AUGUSTA, Maine — The mural may be gone, but the controversy appears far from over. And critics of Gov. Paul LePage’s decision to remove the labor-themed painting from a state building appear determined to keep it that way.
On Friday, six individuals — including three Maine artists — filed a lawsuit in Portland seeking to have the mural restored to its previous home in the Department of Labor building in Augusta.
Some of those plaintiffs will likely be in Augusta on Monday when a “Return Our Mural” rally is held just outside of the governor’s office. And for those seeking a more academic discussion of the issue there’s a round-table forum at the Portland Museum of Art next Friday concerning “public ownership of public art.”

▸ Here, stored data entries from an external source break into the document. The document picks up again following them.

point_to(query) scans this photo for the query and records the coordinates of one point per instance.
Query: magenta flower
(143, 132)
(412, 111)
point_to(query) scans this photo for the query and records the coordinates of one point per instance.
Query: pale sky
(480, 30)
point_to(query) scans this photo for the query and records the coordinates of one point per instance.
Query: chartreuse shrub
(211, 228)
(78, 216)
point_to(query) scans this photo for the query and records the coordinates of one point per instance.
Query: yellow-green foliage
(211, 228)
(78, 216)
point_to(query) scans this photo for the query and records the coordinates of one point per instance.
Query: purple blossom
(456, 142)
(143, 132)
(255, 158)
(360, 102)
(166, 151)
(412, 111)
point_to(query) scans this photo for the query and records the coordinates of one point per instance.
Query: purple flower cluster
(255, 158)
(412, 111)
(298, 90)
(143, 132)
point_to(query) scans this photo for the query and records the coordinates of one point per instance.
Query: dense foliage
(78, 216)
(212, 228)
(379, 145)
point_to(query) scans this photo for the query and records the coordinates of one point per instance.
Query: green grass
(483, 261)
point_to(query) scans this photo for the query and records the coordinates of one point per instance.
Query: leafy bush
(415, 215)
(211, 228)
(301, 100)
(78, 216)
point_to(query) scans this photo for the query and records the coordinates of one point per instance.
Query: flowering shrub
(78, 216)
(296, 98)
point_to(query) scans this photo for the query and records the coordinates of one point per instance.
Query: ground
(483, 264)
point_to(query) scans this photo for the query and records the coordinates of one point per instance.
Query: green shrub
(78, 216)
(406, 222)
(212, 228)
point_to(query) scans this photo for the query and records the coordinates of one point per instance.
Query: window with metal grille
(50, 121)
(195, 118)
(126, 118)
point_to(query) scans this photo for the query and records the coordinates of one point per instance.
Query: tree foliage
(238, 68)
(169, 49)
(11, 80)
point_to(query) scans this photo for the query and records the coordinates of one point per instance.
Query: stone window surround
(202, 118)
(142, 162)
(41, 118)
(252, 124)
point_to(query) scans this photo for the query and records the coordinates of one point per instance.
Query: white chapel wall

So even though LePage apparently told Republican lawmakers on Thursday that he was going to do a better job of “zipping my mouth,” the governor’s critics apparently don’t intend to do the same.
Who’s that face?
Some supporters of the governor, meanwhile, have lately been raising questions about one aspect of the mural — namely, the identity of one particular face in the 11-panel painting.
The face in question bears a striking resemblance to former Labor Commissioner Laura Fortman, who headed the Department of Labor at the time that Judy Taylor of Tremont won the competition to paint the mural. Taylor was paid $60,000 from a federal grant to complete the tribute to Maine’s labor movement.
Fortman — or someone who looks just like her — appears in a panel alongside former U.S. Labor Secretary Frances Perkins, who helped President Franklin D. Roosevelt enact the minimum wage, Social Security and other landmark aspects of his New Deal.
Some Republicans have raised the issue of Fortman’s presence in a mural with the news media.
The conservative website AsMaineGoes.com also prominently featured the Fortman question as the top item on the site for several days. A link on the site also led to a PDF file titled “Image of Corruption,” suggesting that “the real story” behind the mural was that Fortman may have asked to be painted into the artwork.
For her part, Fortman deferred questions about her likeness in the mural to Taylor. In an email response to questions, the artist said she alone made all artistic decisions for the mural.
“The speculations are meaningless to the content of the mural and its purpose, as I used so many models and composites of hundreds of individuals who walked into my studio,” Taylor wrote. “Nobody, and in particular Laura Fortman, asked me to put them in the mural.”
Before joining the Baldacci administration, Fortman was executive director of the Maine Women’s Lobby and executive director of the Sexual Assault Crisis and Support Center in Maine.
A lawmaker’s campaign to give Maine voters the ability to recall unpopular politicians may not have gone far with her fellow legislators this week, but it appears to be picking up traction on the web.
Rep. Cynthia Dill, D-Cape Elizabeth, introduced a joint order on the House floor Thursday that, if approved by both chambers, would direct a legislative committee to draft a measure enabling voters to recall the governor, lawmakers or constitutional officers.
The measure was promptly “tabled indefinitely,” a parliamentary procedure that prevented further consideration.
But an online petition drive launched by Dill through liberal-leaning MoveOn.org had already picked up more than 5,000 signatures, the vast majority identifying themselves as Mainers.
Here’s a sampling of noteworthy or merely interesting events coming up in Augusta next week:
- School consolidation: Various bills addressing the controversial issue of school consolidation will be on the Education and Cultural Affairs Committee’s agenda beginning at 9 a.m. Friday.
- Synthetic grass: The Criminal Justice and Public Safety Committee will consider a bill, LD 914, to make illegal several types of synthetic marijuana. The hearing is at 10 a.m. Friday.
- Smart meters: A bill, LD 756, that would allow homeowners to opt out of the electricity suppliers installing so-called “smart meters” will be considered in the Energy, Utilities and Technology Committee at 11 a.m. Monday.
- Shoreland zoning: The Environment and Natural Resources Committee will take up a slew of bills looking to rewrite the laws restricting development in shoreland zones. The hearing will be held at 9 a.m. Friday.
- Coyotes: The Inland Fisheries and Wildlife Committee will consider at least five bills dealing with expanded coyote hunting at 1 p.m. Wednesday.